Sunday, February 26, 2012

Knocking at my door

Lying in bed.
Under my sheets, even though they make me cold.
Blanket up to my nose, my hands grasp the top of the blanket'
White knuckles clenched.
It's getting darker and darker
And the barbed wire is getting tighter and tighter.

















My feet are frozen, and probably blue.
but I'm too scared to look at them,
because they are so far away,
at the end of my bed, dangling off my mattress.
The draft whispers at my mouth and nose and ears
and ruffles my hair.

Barbed wire tight and cutting.

It's just me and death,
and he looks me in the eye,

well I don't know because of the hood,
but I pretend.
Because it feels like razor wire now.
Tight and cutting.
Blood.

it must be time, I think.

"I'm scared."
Death says 
"Me too."
"Why are you scared?"
"Because anything you are scared of, will always be just as scared as you are."
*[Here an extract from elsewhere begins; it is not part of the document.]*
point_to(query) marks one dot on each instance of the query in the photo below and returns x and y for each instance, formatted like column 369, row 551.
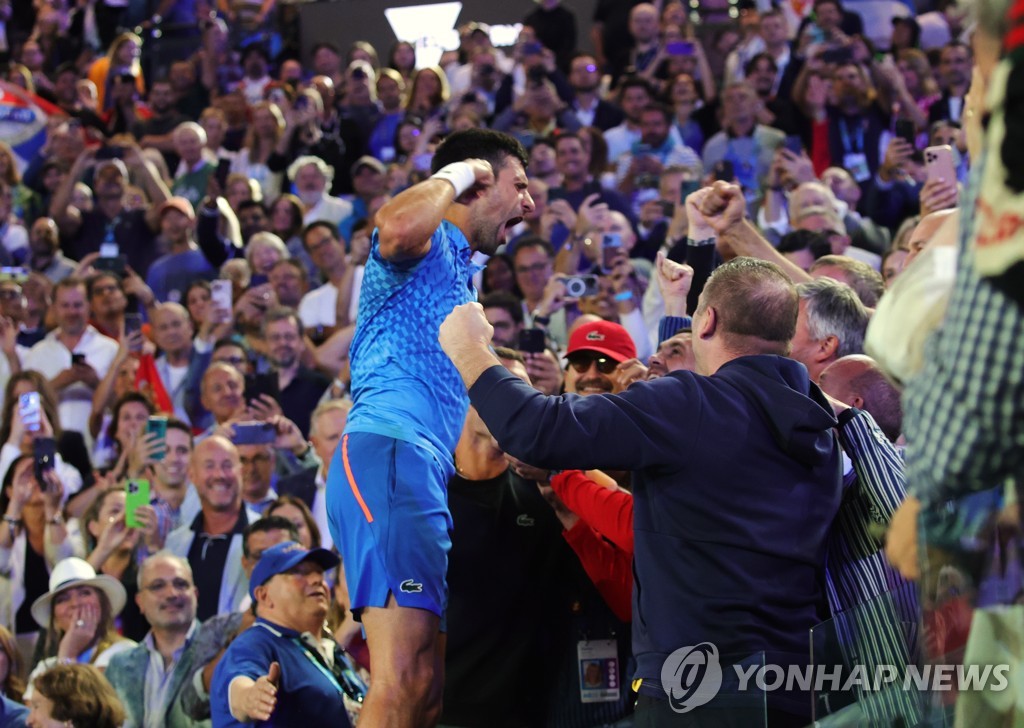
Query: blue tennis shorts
column 387, row 506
Razor wire, wrapped around my neck.
tight and cutting.

It's even darker than before now.
which up until this very second of my life thought was impossible.
It's colder now too.
and my feet are so far away, and
The door is further than my feet.
Which I also thought was impossible.
I know I can't leave,
because my legs are like a slow computer
jerky and slow.

It's foggy in my room, and it's funny,
because I don't remember buying the fog machine.
Death gets closer to my bed.

Death is the only thing that seems in perspective.

Death smells like roses.


which I find strange,
because it's death we're talking about here.













But then again, 
a rose will still smell like a rose,
long after it has wilted.










1 comment:

  1. I absolutly love the quote at the end. Like really, I'm obsessing over it.